Korea is set to invest 43 billion won ($38.4 million) in a bid to double the energy density of lithium-ion batteries for the electric vehicle market by 2020, according to reports.
Developers plan to produce a 300Wh/kg battery, news outlet Korea Joongang Daily reported the country’s Ministry of Trade, Industry and Energy as saying.
The government will provide 27 billion won ($24.4)million and the public sector will invest another 16 billion won ($14million) for the project.
Korea currently makes a battery of 150Wh/kg, but the government wants to exceed 250Wh/kg set by neighboring Japan and China, the report added.
The government plans to spend four billion won ($3.6million) this year alone and another 5.6 billion ($5million) won next year.
Chung Man-Ki, vice minister of the Trade Ministry, made the announcement at a meeting with Korea’s business leaders, including representatives from LG Chem and Hyundai Motor on Wednesday, Korea Joongang Daily said.
“The battery project will allow Korea to maintain an advantageous position in the global market,” said Man-Ki.

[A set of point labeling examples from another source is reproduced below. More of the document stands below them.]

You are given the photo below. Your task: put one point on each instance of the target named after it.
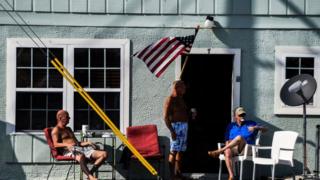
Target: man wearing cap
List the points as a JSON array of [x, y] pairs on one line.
[[238, 134]]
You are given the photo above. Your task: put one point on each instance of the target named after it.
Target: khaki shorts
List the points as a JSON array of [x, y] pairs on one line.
[[235, 151]]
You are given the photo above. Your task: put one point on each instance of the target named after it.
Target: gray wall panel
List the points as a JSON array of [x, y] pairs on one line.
[[133, 6], [296, 7], [169, 6], [60, 6], [205, 6], [278, 7], [313, 7], [79, 6], [242, 7], [42, 5], [151, 6], [260, 7], [23, 5], [115, 6], [97, 6], [187, 6]]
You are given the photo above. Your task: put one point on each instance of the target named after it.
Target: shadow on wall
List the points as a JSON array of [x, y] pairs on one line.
[[7, 154]]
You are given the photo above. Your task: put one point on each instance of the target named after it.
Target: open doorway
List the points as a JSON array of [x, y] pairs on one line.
[[208, 78]]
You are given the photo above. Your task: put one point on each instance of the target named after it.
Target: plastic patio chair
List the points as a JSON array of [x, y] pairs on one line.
[[145, 140], [247, 156], [282, 148], [55, 154]]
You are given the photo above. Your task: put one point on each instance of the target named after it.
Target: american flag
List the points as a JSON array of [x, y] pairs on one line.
[[159, 55]]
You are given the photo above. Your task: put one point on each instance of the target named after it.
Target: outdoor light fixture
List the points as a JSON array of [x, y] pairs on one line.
[[209, 23]]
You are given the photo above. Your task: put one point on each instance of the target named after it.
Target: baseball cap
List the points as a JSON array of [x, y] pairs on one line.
[[240, 110]]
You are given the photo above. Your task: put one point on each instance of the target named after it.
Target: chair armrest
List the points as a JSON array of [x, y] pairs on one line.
[[255, 149], [220, 145]]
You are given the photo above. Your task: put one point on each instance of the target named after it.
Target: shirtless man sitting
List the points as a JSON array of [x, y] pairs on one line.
[[64, 139]]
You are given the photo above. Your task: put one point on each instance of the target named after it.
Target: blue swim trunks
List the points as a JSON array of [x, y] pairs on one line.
[[180, 143]]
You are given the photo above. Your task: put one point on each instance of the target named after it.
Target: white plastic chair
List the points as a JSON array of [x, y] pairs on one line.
[[245, 157], [281, 151]]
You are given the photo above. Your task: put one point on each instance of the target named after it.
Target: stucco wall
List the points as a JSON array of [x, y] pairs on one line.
[[148, 92]]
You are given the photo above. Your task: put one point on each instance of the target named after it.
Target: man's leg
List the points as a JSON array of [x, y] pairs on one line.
[[83, 164], [228, 159], [178, 164], [172, 161], [99, 157], [236, 141]]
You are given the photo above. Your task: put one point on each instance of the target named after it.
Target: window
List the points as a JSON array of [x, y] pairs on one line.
[[292, 61], [36, 90]]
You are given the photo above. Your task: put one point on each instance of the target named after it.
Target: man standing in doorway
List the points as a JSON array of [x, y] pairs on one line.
[[176, 119]]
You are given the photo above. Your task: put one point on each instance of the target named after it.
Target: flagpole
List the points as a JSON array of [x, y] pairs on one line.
[[186, 60]]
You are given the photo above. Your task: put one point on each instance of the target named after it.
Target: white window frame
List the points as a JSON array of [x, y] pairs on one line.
[[68, 46], [281, 52]]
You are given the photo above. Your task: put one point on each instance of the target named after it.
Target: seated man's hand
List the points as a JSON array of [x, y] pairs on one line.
[[251, 128], [173, 135], [70, 147]]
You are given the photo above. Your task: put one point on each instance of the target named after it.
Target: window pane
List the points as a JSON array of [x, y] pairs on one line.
[[40, 57], [292, 62], [23, 57], [81, 57], [39, 101], [101, 98], [113, 78], [58, 52], [55, 78], [38, 105], [23, 100], [55, 101], [114, 116], [23, 78], [39, 120], [96, 123], [39, 78], [81, 75], [307, 71], [23, 120], [96, 78], [113, 57], [291, 72], [52, 118], [96, 58], [79, 102], [80, 118], [307, 62], [113, 100]]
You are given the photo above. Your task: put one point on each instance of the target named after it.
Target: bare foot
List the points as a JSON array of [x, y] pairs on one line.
[[214, 154], [90, 177]]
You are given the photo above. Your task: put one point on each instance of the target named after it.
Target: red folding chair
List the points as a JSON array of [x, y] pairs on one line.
[[56, 156], [145, 140]]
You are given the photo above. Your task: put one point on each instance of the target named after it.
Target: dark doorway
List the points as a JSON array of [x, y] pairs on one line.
[[209, 88]]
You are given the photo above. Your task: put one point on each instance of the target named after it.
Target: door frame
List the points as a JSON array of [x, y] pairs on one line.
[[236, 69]]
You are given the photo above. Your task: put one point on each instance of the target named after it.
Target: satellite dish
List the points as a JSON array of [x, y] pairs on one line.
[[299, 90]]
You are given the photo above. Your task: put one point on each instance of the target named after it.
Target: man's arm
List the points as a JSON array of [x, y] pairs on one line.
[[55, 138], [79, 143]]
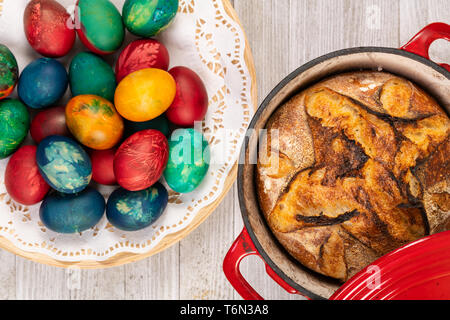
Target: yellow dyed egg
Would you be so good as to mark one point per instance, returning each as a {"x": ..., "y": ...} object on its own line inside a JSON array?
[
  {"x": 145, "y": 94},
  {"x": 94, "y": 122}
]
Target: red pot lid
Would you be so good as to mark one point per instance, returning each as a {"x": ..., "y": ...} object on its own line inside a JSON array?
[{"x": 417, "y": 271}]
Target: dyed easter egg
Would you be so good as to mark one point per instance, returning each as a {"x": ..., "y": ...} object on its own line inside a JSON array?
[
  {"x": 49, "y": 122},
  {"x": 160, "y": 123},
  {"x": 14, "y": 125},
  {"x": 48, "y": 28},
  {"x": 101, "y": 27},
  {"x": 23, "y": 181},
  {"x": 133, "y": 211},
  {"x": 9, "y": 72},
  {"x": 142, "y": 54},
  {"x": 141, "y": 160},
  {"x": 191, "y": 101},
  {"x": 189, "y": 157},
  {"x": 90, "y": 74},
  {"x": 103, "y": 166},
  {"x": 147, "y": 18},
  {"x": 145, "y": 94},
  {"x": 64, "y": 164},
  {"x": 94, "y": 122},
  {"x": 72, "y": 213},
  {"x": 42, "y": 83}
]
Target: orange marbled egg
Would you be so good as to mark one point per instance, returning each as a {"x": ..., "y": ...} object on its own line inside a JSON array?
[{"x": 94, "y": 122}]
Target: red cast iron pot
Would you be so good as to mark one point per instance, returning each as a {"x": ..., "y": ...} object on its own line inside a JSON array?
[{"x": 401, "y": 276}]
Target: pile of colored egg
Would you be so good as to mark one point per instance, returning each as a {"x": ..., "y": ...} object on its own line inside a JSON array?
[{"x": 115, "y": 130}]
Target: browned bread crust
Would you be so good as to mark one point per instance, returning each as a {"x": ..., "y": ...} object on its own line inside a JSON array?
[{"x": 352, "y": 168}]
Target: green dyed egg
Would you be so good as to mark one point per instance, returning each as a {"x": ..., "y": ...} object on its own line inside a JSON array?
[
  {"x": 14, "y": 125},
  {"x": 90, "y": 74},
  {"x": 189, "y": 156},
  {"x": 9, "y": 72},
  {"x": 102, "y": 29},
  {"x": 146, "y": 18}
]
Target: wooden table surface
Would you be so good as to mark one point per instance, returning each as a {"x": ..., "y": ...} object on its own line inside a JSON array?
[{"x": 283, "y": 34}]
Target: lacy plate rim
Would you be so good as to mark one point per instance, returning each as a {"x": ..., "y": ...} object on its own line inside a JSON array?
[{"x": 123, "y": 258}]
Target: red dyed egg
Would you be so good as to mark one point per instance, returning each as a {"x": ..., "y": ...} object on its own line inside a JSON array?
[
  {"x": 49, "y": 122},
  {"x": 141, "y": 160},
  {"x": 142, "y": 54},
  {"x": 23, "y": 181},
  {"x": 103, "y": 166},
  {"x": 48, "y": 28},
  {"x": 191, "y": 100}
]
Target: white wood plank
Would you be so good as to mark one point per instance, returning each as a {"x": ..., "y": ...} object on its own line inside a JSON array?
[
  {"x": 36, "y": 281},
  {"x": 105, "y": 284},
  {"x": 155, "y": 278},
  {"x": 202, "y": 253},
  {"x": 7, "y": 275},
  {"x": 267, "y": 26}
]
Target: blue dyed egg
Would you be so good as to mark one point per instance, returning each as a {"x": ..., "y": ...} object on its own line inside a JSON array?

“Rechargeable batteries are closely related to electric vehicles and the government hopes that cooperation between the manufacturers of the two products to create a great synergy effect in the future.”
“We will be able to enjoy driving electric cars for 400 kilometers without having to worry about recharging by 2020 and the government expects our exports of rechargeable batteries will grow from $500 million to $3.7 billion once the project is done,” said an official at the Trade Ministry.
A total of 27 public and private institutions and businesses, including LG Chem and Hyundai Motor, and 230 researchers will be involved in the project, the Trade Ministry said.